# Exploring Hacker News Posts

In this guided project by Dataquest (DQ), I worked with a data set of submissions to [Hacker News](https://news.ycombinator.com/) (HN), ["a social news website focusing on computer science and entrepreneurship"](https://en.wikipedia.org/wiki/Hacker_News). According to DQ, HN was started by the startup incubator Y Combinator, where user-submitted stories or "posts" are voted and commented upon, similar to Reddit. HN is extremely popular in technology and startup circles, and posts that make it to the top of HN's listings can get hundreds of thousands of visitors as a result. 

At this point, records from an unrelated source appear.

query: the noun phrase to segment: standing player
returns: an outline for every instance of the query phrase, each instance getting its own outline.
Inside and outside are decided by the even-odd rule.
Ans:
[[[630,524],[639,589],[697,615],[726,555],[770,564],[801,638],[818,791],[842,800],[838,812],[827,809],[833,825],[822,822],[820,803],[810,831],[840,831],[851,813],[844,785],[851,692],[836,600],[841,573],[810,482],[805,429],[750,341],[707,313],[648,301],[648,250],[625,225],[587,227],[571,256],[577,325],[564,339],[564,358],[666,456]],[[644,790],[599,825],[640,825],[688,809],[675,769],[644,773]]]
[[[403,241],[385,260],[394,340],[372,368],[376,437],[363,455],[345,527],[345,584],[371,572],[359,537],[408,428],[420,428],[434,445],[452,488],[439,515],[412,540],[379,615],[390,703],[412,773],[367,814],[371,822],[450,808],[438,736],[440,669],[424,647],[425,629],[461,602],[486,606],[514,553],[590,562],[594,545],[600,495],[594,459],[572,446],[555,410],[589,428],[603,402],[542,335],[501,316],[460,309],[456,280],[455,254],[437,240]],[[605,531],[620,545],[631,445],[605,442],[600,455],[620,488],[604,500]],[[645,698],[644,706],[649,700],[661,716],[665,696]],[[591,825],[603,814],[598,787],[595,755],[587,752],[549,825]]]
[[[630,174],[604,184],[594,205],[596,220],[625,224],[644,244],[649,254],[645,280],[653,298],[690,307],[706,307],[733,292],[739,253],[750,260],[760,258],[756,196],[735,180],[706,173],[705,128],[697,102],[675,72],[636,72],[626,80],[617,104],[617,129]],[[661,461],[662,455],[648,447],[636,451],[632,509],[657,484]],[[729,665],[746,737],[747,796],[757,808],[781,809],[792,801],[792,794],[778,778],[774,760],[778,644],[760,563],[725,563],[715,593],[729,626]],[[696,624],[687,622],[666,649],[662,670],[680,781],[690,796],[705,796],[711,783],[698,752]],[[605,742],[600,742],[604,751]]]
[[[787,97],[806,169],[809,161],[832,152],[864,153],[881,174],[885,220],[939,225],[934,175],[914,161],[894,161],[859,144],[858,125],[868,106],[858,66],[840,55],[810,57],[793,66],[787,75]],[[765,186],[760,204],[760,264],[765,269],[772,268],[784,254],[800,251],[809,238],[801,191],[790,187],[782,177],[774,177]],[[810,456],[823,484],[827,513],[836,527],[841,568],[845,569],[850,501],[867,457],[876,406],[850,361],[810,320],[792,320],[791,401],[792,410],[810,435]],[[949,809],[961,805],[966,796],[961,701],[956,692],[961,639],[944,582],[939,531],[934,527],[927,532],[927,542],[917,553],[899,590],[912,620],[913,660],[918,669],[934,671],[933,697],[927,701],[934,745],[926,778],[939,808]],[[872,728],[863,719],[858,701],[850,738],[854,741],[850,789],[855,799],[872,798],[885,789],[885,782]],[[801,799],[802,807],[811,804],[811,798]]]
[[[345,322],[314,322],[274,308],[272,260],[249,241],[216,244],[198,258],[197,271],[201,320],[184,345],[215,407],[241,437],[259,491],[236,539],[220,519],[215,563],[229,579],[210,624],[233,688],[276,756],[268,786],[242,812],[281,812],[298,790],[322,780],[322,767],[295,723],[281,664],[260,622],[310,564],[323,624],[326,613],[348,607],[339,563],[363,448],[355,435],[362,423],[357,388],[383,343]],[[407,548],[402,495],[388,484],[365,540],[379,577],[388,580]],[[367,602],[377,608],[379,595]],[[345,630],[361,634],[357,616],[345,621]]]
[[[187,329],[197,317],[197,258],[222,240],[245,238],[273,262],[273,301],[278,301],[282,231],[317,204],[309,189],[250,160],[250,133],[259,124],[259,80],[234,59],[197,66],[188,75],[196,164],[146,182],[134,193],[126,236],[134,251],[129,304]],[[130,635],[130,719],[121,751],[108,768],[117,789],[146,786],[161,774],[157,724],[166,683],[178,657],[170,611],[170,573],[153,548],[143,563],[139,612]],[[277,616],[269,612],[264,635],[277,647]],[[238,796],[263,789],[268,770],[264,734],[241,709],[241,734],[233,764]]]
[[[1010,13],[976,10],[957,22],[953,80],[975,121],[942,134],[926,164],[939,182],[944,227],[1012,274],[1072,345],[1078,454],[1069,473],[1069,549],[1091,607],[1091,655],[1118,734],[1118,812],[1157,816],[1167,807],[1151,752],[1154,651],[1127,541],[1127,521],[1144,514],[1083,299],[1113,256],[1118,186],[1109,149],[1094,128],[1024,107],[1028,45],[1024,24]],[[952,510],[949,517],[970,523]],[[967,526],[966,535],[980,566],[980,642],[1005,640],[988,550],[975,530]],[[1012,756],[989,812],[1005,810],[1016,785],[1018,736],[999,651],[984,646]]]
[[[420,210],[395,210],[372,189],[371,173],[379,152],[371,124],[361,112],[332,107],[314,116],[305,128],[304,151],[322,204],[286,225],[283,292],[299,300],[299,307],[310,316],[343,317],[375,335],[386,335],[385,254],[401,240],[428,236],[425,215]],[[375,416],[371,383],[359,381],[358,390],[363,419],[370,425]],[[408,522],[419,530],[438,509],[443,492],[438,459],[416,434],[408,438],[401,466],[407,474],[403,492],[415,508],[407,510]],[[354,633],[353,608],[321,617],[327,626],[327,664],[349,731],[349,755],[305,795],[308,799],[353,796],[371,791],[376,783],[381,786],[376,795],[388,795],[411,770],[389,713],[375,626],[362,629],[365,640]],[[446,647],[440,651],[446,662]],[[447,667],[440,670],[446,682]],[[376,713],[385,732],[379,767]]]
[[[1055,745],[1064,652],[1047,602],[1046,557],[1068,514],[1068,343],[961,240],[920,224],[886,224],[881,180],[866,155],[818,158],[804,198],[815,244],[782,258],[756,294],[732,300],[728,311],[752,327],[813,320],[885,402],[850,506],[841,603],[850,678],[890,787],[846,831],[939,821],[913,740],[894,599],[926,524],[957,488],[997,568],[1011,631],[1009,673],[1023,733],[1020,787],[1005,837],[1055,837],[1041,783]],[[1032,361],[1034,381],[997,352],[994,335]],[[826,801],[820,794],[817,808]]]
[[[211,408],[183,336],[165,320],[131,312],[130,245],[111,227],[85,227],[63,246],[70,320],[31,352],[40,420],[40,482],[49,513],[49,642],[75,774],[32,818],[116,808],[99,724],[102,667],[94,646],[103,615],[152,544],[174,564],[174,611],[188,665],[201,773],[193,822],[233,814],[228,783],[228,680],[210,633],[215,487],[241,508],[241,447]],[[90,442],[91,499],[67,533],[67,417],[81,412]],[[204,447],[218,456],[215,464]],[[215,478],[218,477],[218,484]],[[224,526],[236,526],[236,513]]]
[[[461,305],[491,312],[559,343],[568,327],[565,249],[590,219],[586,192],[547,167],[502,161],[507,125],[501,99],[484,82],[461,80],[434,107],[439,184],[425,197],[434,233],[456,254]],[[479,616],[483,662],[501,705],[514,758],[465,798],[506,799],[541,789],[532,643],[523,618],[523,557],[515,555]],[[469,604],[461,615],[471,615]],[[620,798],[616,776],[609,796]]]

DQ provided the data set that I used for analysis. To produce the data set, DQ initially removed the submissions without comments from the original [data set](https://www.kaggle.com/hacker-news/hacker-news-posts/) and performed a random sampling of the remaining submissions. In the data set, I am interested in posts whose titles begin with `Ask HN` or `Show HN`. Users submit `Ask HN` posts to ask the HN community a specific question. Meanwhile, `Show HN` posts present the HN community an interesting product or project. In this project, I wanted to know the following:

* Do `Ask HN` or `Show HN` posts receive more comments on average?
* Do posts created at a certain time receive more comments on average?
* Do `Ask HN` or `Show HN` posts receive more upvotes or points on average?
* Do posts created at a certain time receive more points on average?
* Do posts other than `Ask HN` or `Show HN` receive more comments and points on average?

## Introduction

I first opened and explored the data set. 

In [1]:
from csv import reader

opened_file = open('hacker_news.csv')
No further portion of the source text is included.